In recent years, there has been a widespread sense that college campuses have become increasingly tolerant of antisemitism and anti-Israel sentiment.

A research team from the Concentration in Education and Jewish Studies at the Graduate School of Education, led by Taube Center for Jewish Studies Director Ari Y. Kelman, set out to ask Jewish students at five Californai university campuses how they experience everyday life, whether they feel they are under attack or if their campuses are "hotspots of antisemitism," as some reports have claimed.

Contrary to widely shared impressions, the team found "a picture of campus life that is neither threatening nor alarmist. In general, students reported feeling comfortable on their campuses, and, more specifically, comfortable as Jews on their campuses."

Interviewees reported low levels of antisemitism or discomfort, but did encounter discomfort particlarly from tensions within campus debates about the Israel-Palestine conflict, which they characterized as "strident, inflammatory, and divisive."
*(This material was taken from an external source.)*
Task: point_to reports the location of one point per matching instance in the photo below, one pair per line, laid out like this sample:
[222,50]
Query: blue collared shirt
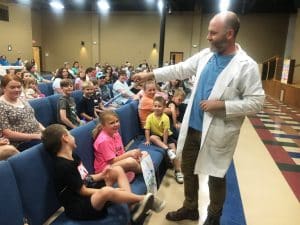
[209,75]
Based on interviews with 66 undergraduate students at five California universities, the report, entitled "Safe and on the Sidelines: Jewish Students and the Israel-Palestine Conflict on Campus," finds:

  • Students feel safe on campus.
  • Students reject the conflation of Jewish and Israel.
  • Students struggle with Israel, and many feel an affinity to Israel, which they carry from their childhoods, but they also readily acknowledge that Israel's politics and policies generally often contradict their own political values.
  • Students find the tone of campus political activism in general, and around Israel and Palestine specifically, to be severe, divisive, and alienating.
  • Students who wish to speak up often opt out, choosing silence and avoidance over direct engagement in a political arena that they find off-putting and unproductive.
  • Students avoid conflict by avowing ignorance.
  • The persistence of internal conflicts, the tenor of campus debate, and the expectations about what others think students should feel and how they should identify often result in student disengagement from both political discourse and from the campus Jewish community.